Why We Need to See Monet

 

What can possibly be said about Monet that hasn’t been said already? Haystacks are lovely at sunset? Lily pads look divine on cadmium water? It’s all been said before. Now, here’s the kicker: Claude Oscar Monet was deemed the father of an entire movement of art, and he may never have had an original subject grace a canvas. He had nothing new to say or show. And yet, he wasn’t about painting new subjects. I almost wonder if Monet cared at all about what he said, what he thought, how he painted, or what he saw in his work. So, why this guy? Why Monet, the Father of French Impressionism? It wasn’t just because his painting,
Impression, Sunrise
, provided the inspiration for which the movement was named. Rather, Monet was about
seeing
. He saw movement and color and emotion, and invited viewers to see the world in an entirely new light. His world became their world. Better still, Monet constantly posed the what-if question. What if stones don’t stand still, and boats aren’t solid? What if life careens in brushstrokes of thought, dancing in chaos, and we don’t even know that we’re missing it (life, I mean) until someone comes along and shakes us out of our reverie? It takes courage to see what Monet saw, and the way he saw it; to allow ourselves to accept and allow the chaos of the world. If we stand at the right distance of a Monet painting, then we see the subject. We see a world of order and form. We see the light. If we move in too close, however, then the image dissolves, leaving us with smudges of color, as though we can see the artist’s process—his thoughts and movements—right before our eyes. And then, the image disappears altogether. We’ve traded the aesthetic illusion of picnicking on the Seine for the discomforting truth of the pigments beneath the picture. We’re confronted with the thought that nothing is stable, whole, or true. And yet,
that
is the beauty. That is the most breathtaking allure of the Impressionists—they dared to harness the chaos of the world around them, and now invite us to witness the beauty of such chaos. And will you? Will you allow yourself to see how powerful and unerringly beautiful chaos really is? Will you allow Monet to show it to you from his own eyes? Because somewhere, between the image and the brushstrokes, exists a harmony that none of us can afford to miss.
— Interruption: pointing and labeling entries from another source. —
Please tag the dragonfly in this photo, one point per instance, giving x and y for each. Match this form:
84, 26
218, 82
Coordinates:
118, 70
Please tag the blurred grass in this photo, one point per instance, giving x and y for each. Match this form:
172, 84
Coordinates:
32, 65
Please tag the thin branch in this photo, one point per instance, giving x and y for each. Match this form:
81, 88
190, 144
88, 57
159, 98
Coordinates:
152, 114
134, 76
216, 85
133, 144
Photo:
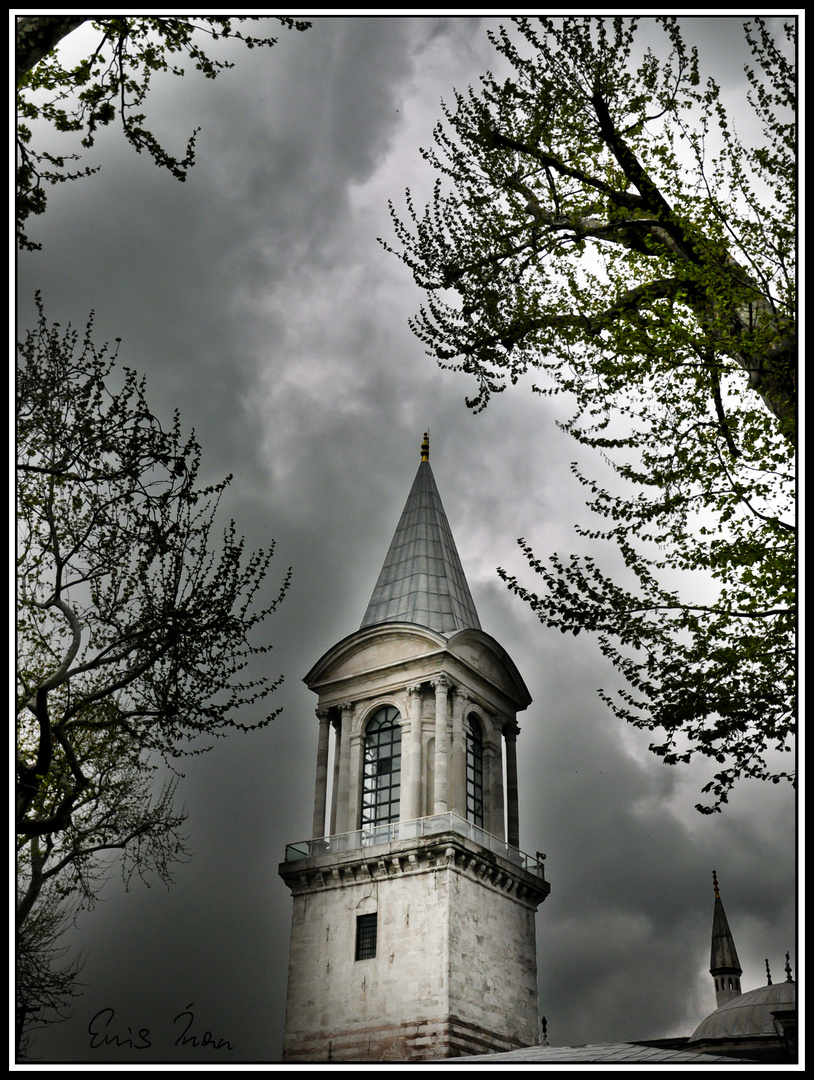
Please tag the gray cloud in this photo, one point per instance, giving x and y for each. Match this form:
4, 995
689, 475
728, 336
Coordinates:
257, 301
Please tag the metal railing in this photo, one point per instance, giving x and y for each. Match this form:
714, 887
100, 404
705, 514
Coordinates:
409, 831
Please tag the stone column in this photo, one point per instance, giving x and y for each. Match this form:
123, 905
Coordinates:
354, 771
411, 759
344, 767
321, 791
511, 730
441, 686
335, 781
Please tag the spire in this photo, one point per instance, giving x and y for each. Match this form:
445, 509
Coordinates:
723, 963
422, 580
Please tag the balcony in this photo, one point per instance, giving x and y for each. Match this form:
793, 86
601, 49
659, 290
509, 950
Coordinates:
375, 835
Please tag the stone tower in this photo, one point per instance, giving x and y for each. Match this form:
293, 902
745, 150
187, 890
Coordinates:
723, 963
412, 931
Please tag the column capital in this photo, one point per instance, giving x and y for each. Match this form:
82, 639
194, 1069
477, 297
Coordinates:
511, 728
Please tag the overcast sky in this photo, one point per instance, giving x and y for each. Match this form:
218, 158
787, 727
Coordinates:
256, 299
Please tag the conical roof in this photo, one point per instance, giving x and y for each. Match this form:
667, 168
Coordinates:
723, 955
422, 580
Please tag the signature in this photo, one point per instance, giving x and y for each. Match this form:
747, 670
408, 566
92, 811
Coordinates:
105, 1031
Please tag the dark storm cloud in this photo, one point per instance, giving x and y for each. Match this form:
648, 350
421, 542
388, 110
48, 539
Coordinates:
256, 300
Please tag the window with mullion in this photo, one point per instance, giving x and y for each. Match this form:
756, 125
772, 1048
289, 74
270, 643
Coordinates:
474, 775
381, 786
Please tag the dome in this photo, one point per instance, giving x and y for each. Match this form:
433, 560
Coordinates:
747, 1015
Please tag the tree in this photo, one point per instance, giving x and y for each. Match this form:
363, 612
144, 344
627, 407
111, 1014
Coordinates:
135, 634
599, 218
116, 76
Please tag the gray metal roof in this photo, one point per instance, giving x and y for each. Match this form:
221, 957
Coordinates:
422, 580
748, 1014
606, 1053
723, 954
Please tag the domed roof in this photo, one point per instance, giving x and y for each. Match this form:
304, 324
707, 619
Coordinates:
748, 1014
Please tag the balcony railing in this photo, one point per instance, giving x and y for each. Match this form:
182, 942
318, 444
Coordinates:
410, 831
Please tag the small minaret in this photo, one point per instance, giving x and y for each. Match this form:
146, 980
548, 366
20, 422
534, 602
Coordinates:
412, 925
723, 964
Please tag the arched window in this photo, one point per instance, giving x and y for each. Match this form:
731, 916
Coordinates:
382, 779
474, 773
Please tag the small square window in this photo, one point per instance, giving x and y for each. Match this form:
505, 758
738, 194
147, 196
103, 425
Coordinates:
366, 926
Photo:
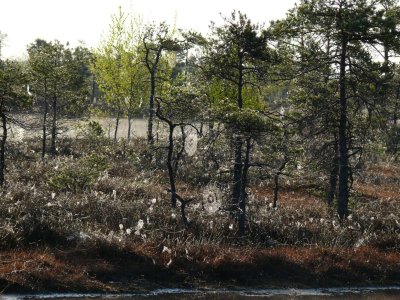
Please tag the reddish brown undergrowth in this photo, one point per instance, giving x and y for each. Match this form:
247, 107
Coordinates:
141, 267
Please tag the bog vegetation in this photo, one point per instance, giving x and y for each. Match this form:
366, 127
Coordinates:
265, 136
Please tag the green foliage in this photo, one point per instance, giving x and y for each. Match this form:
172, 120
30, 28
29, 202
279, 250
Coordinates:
393, 140
77, 177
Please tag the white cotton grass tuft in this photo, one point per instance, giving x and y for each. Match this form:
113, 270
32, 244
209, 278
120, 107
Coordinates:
212, 197
139, 227
191, 144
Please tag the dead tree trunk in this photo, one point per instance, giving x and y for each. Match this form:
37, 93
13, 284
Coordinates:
3, 148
            From the corner of my eye I could see him watching me nervously, not unlike the way he used to when I’d read the drafts of the writing assignments he’d done for me during our seven-week arrangement in New York, exactly eight years ago. At that moment the urge to cry had inexplicably come over me. He had matured so much as a writer. As a person. It suddenly occurred to me that I hadn’t read anything of his since the
Boston Leisure Weekly
Jesse Bartlett review that Sam had showed me years ago, before we’d had gotten married. Even in all the time that David and I were seeing each other since Italy, I’d not read any of his columns or reviews. Why?